Director and nightmare-creator Tom Six delivers to audiences the final instalment in what will most certainly become the most notoriously graphic and nausea-inducing trilogy in the horror genre, the very awful (in every sense of the word) The Human Centipede III (Final Sequence).

Six brings back his baddies from the first two instalments – now as new characters who are still as depraved as before – as well as an even larger cast to be used for the same predictably sadistic enterprise that gives the film its title. Six has reached as fantastic level of self-reflexivity and metatextuality of self that, at this point, only seems to inhibit the possibility of greatness (if there was ever a chance for this to be achieved in the first place).

In this final go-round, the setting is a prison, the big bad is Warden Bill Boss (Dieter Laser). Boss is a maniacal, racist, sexist and ultimately stressed man who simply wants to get his prisoners under control. Facing rising prison costs and the threats of professional repercussions from the Governor (Eric Roberts), Boss decides the major measure must be taken if he wants to get his prisoners in line. How? By turning to the previous “Human Centipede” films and deciding to up the ante by creating a extreme version of the titular bestial abomination with all of his prisoners.

Unless there is a searing desire or curiosity to see how this trilogy ends, there is no reason it should be actively sought out. It’s a film the comes with a warning label at its outset; one of many bad omens that can be read in these first moments. The writing is choppy, the plot is thin and nearly every actor performs as if they are gunpoint, delivering their lines with wooden aplomb. Gratuitous in its treatment of sex and violence (poor Bree Olsen gets the shortest stick, merely serving as a sex toy secretary for the cringe-inducing Boss), there is no moment left unstained with a visual or turn of phrase that conjures horrific images in the viewer’s minds.

Apart from being nearly unwatchable, with Laser’s histrionics-as-acting flooding the screen at every turn and the (as expected) extremely graphic, torture porn flourishes, its a film that fancies itself to be a social commentary, too. Six labors under the delusion that his latest film could actually mean something, with its attempts to tackle a fractured prison system and comment on its failings by providing a narrative solution. But social commentary it is not. If anything, its the epitome of the torture porn genre, fulfilling every possible sadistic wish a director of this category could have. Between rape, castration, ingestion of certain body parts and a plethora of other very creative fates to be enacted upon the human form, this film is utterly stomach-churning.

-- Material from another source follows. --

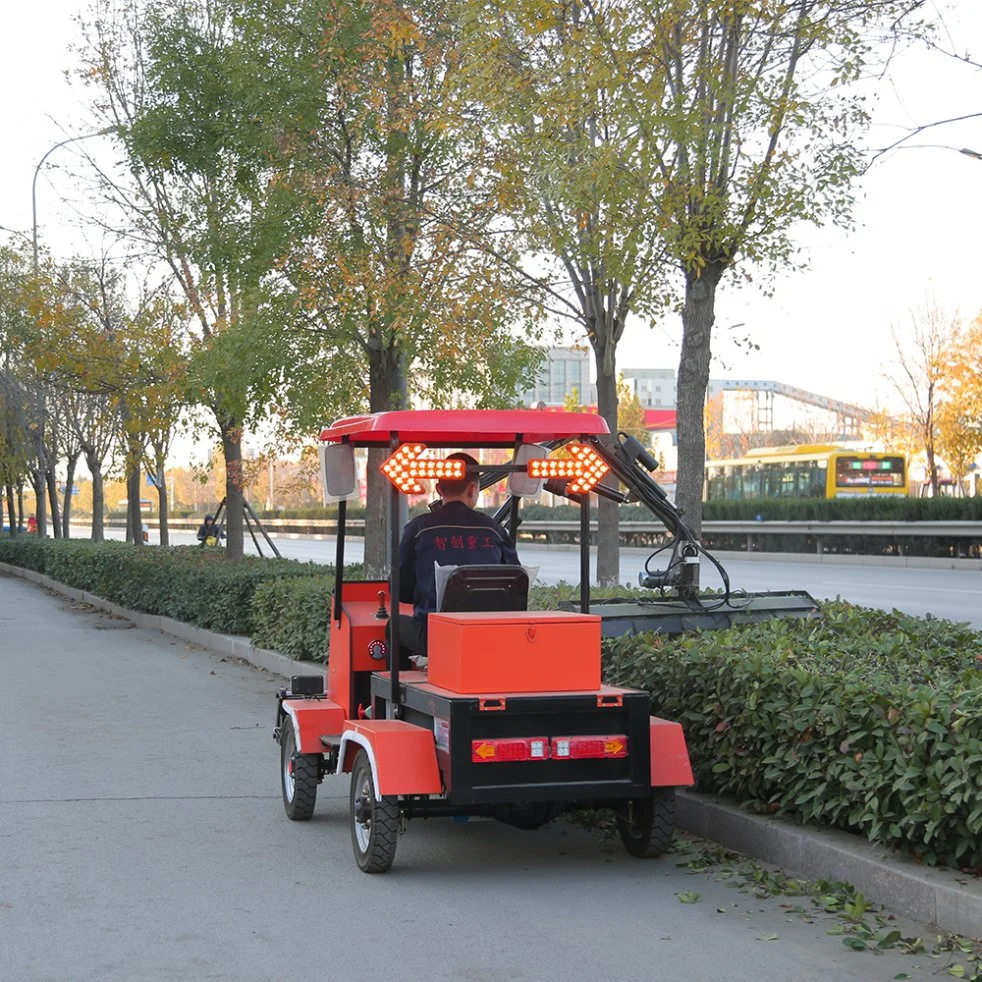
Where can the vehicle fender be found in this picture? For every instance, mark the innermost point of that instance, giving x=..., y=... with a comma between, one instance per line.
x=670, y=765
x=402, y=756
x=312, y=719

Even it its self-reflexivity, where the previous films are constantly referenced and Six even appears as himself to give his blessing for Boss’ plan, there is little to redeem the ambitions this film has. Where the “Scream” franchise succeeds in its own reflexive commentary, in trying to transfer that method to this arena it only comes off as hollow, a method deadened over the drone of the nauseating horror tactics. Ultimately, The Human Centipede III (Final Sequence) is an abomination. To some, that is a compliment. For others, such as this writer (in case you couldn’t tell) it is an insult.